Sul Corriere della Sera di ieri Monsignor Elio Sgreccia, pur partendo con la chiara intenzione di correggere le concessioni del Cardinal Martini di tre giorni fa, sembra curiosamente fare a sua volta concessioni importanti (Elio Sgreccia, «Si dà la morte anche omettendo le cure», 23 gennaio 2007):

L’esigenza del tener conto della volontà e del parere del paziente, esigenza sentita nella dottrina tradizionale della morale cattolica, è collegata al concetto di ordinarietà-straordinarietà che assumono le terapie in relazione alle condizioni fisiche, psicologiche, sociali ed economiche del paziente considerato nella sua situazione concreta. In questo ambito va certamente ascoltato il parere del paziente e va tenuta in conto la sua volontà. Ciò risulta dall’insegnamento valido dai tempi di Pio XII (cfr. Discorso del 24-11-1957) ad oggi. Ci può essere una terapia che in sé stessa risulta proporzionata dal punto di vista medico, ma che il singolo paziente giudica come straordinaria e non appropriata alle sue condizioni. E, si badi bene, ciò che è straordinario, non è moralmente proibito, bensì soltanto non obbligatorio. Si può dare il caso di un intervento costoso oppure rischioso per un determinato soggetto, che pur essendo medicalmente proporzionato, non è sopportabile da quel soggetto, o non lo è più ad un certo momento, per situazioni di carattere personale. Tali condizioni, peraltro, pur nascendo in relazione ad un soggetto, hanno un’oggettività e una rilevanza in base alle quali il soggetto stesso può dare il consenso oppure può chiedere legittimamente di rinunciarvi. In sintesi sono due i criteri che vanno coniugati: quando si tratta di terapie proporzionate (dal punto di vista medico) e ordinarie (dal punto di vista del paziente), c’è l’obbligo morale di offrirle e di accettarle (a parte la possibilità giuridica di rifiutarle); circa le terapie sproporzionate (ordinarie o straordinarie che siano), sussiste il dovere etico di rifiutarle, ordinariamente; per quanto riguarda poi le terapie medicalmente proporzionate, ma che risultassero straordinarie per il paziente, egli non sarà moralmente obbligato a sottoporvisi, ma potrà lecitamente farlo se lo decide: l’offerta e l’accettazione dipendono dalla matura e prudente scelta del paziente.

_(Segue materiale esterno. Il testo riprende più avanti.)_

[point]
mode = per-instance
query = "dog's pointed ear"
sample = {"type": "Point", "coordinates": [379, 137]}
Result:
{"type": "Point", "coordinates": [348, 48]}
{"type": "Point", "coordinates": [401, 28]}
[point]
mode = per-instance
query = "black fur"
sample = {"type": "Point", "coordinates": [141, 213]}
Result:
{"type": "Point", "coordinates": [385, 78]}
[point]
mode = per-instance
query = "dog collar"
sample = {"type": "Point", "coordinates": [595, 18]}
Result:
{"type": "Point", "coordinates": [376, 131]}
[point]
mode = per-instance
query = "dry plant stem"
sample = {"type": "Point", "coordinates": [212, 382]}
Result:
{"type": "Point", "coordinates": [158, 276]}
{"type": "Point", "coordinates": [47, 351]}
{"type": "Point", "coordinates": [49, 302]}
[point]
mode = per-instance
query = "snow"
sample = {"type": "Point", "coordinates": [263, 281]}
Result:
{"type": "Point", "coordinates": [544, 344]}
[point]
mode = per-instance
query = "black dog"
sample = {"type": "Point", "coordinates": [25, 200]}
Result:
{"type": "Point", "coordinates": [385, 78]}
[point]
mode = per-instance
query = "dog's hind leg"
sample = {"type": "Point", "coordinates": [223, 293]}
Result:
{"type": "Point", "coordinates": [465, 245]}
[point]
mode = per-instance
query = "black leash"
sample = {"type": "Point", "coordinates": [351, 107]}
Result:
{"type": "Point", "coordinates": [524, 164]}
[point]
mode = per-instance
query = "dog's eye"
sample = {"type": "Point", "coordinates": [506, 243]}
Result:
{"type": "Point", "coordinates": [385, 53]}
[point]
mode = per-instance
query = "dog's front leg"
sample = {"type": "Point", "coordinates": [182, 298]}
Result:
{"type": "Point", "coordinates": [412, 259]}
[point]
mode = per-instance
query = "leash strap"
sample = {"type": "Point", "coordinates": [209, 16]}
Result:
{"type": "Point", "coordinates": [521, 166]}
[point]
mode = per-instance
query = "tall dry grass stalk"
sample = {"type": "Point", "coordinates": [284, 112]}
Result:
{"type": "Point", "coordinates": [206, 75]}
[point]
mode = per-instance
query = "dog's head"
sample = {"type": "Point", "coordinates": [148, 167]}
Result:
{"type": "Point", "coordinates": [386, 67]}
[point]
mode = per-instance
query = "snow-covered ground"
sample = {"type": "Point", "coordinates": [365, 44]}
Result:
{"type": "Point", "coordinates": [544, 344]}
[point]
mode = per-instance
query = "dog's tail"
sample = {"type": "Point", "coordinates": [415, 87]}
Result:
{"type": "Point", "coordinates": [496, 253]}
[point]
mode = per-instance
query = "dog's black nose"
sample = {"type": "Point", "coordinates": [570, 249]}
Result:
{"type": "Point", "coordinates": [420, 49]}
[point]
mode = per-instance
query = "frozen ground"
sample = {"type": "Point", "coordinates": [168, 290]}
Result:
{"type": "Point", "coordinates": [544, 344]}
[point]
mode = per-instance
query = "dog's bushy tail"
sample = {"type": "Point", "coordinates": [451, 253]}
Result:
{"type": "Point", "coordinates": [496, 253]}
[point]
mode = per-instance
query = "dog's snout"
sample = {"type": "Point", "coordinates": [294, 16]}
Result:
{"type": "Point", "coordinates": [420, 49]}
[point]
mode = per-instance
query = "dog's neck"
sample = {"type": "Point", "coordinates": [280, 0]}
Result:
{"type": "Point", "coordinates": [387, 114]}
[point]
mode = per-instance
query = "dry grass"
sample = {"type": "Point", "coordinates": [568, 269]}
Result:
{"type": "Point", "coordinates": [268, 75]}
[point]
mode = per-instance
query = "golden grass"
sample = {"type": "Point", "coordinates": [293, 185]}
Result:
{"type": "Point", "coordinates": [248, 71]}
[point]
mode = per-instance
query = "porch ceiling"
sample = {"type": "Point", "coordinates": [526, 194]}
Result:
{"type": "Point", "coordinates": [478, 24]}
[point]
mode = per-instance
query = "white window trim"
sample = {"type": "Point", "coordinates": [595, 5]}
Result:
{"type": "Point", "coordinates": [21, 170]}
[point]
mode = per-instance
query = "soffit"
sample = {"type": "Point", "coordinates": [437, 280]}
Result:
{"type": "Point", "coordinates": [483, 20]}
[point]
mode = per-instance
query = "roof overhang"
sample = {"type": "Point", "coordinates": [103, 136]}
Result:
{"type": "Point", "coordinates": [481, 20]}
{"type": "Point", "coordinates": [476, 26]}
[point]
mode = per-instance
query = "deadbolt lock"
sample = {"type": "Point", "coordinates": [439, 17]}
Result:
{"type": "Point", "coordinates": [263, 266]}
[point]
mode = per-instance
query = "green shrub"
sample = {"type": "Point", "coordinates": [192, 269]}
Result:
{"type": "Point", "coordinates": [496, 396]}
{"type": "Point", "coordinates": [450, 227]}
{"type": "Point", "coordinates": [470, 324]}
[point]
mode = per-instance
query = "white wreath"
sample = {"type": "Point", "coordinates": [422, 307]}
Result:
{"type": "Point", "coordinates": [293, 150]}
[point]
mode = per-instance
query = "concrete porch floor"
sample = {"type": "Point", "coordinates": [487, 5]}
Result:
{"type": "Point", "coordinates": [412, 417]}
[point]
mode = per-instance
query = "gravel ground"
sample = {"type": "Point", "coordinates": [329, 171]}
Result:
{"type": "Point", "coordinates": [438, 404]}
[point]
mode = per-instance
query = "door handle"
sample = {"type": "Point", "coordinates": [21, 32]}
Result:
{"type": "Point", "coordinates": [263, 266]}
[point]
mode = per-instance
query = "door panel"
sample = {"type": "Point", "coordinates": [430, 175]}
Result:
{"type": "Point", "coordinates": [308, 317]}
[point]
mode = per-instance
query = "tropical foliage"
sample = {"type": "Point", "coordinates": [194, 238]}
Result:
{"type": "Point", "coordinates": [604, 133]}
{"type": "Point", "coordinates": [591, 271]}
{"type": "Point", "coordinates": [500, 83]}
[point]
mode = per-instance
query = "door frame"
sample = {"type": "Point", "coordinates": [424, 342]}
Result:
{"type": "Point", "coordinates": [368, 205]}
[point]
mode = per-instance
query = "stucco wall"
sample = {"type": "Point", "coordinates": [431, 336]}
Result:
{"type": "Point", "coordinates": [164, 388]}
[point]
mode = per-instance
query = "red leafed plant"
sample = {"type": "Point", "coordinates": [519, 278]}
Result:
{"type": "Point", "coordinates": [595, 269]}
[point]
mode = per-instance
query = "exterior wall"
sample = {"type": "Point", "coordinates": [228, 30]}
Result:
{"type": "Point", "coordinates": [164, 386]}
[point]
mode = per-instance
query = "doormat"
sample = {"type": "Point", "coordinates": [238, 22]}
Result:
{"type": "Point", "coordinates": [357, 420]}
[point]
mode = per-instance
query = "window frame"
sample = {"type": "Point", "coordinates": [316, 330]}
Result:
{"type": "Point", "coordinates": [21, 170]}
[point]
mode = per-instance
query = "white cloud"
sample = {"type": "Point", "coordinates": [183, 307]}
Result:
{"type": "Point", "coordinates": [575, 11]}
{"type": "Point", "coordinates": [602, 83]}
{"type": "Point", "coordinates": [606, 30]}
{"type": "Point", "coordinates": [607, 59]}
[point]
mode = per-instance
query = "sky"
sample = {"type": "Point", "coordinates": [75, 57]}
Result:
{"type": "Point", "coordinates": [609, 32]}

«Una terapia che in sé stessa risulta proporzionata dal punto di vista medico, ma che il singolo paziente giudica come straordinaria e non appropriata alle sue condizioni»: non è una descrizione quasi perfetta della terapia a cui era sottoposto Piergiorgio Welby? Sembra chiaro, dal resto dell’articolo, che Sgreccia non ha nessuna intenzione di condonare il gesto di Welby, ma in questo modo, mi sembra, introduce una contraddizione nel suo discorso.